Barack Obama ogłosi dzisiaj plany wycofania z Iraku do sierpnia 2010 r. amerykańskich sił bojowych. W kraj tym zostanie jednak kilkadziesiąt tysięcy żołnierzy, którzy będą doradzać siłom irackim i je szkolić – zapowiedzieli przedstawiciele amerykańskiego Kongresu. O godz. 17.45 czasu polskiego przywódca USA wystąpi z przemówieniem do żołnierzy w bazie Camp Lejeune w Karolinie Północnej.
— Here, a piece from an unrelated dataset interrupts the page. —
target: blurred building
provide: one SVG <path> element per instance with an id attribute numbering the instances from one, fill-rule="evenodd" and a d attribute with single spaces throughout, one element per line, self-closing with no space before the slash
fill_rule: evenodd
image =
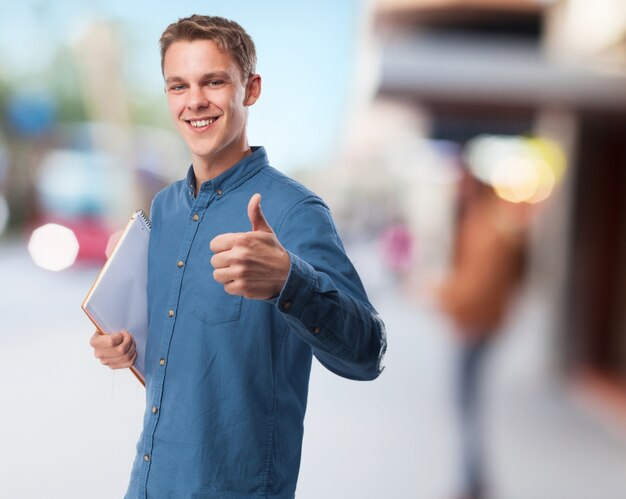
<path id="1" fill-rule="evenodd" d="M 558 144 L 567 171 L 540 208 L 532 255 L 555 311 L 554 361 L 567 379 L 621 399 L 626 414 L 626 3 L 370 7 L 346 175 L 365 192 L 378 186 L 387 193 L 379 206 L 395 203 L 412 218 L 419 255 L 419 237 L 451 218 L 454 169 L 433 144 L 463 147 L 486 134 Z M 418 256 L 435 267 L 449 249 L 438 230 L 439 261 Z"/>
Anonimowy przedstawiciel Kongresu powiedział, że w Iraku pozostanie od 35 tys. do 50 tys. amerykańskich żołnierzy. Ich zadaniem będzie szkolenie sił irackich i prowadzenie ograniczonych operacji antyterrorystycznych. Obecnie w Iraku stacjonuje ok. 142 tys. żołnierzy USA.

Harmonogram wycofania wojsk jest oceniany jako historyczny punkt zwrotny rozpoczętej w 2003 roku wojny. Decyzja Obamy wpisuje się także w plany przeniesienia militarnego zainteresowania Stanów Zjednoczonych z Iraku na Afganistan. Jest też obliczona na zredukowanie amerykańskiego deficytu budżetowego, dzięki częściowemu zredukowaniu kosztów wojen.

Obama prowadził kampanię wyborczą pod hasłem "odpowiedzialnego" zakończenia wojny w Iraku i wycofania stamtąd żołnierzy USA w ciągu 16 miesięcy od objęcia urzędu. Ostatecznie wycofanie nastąpi w ciągu 19 miesięcy.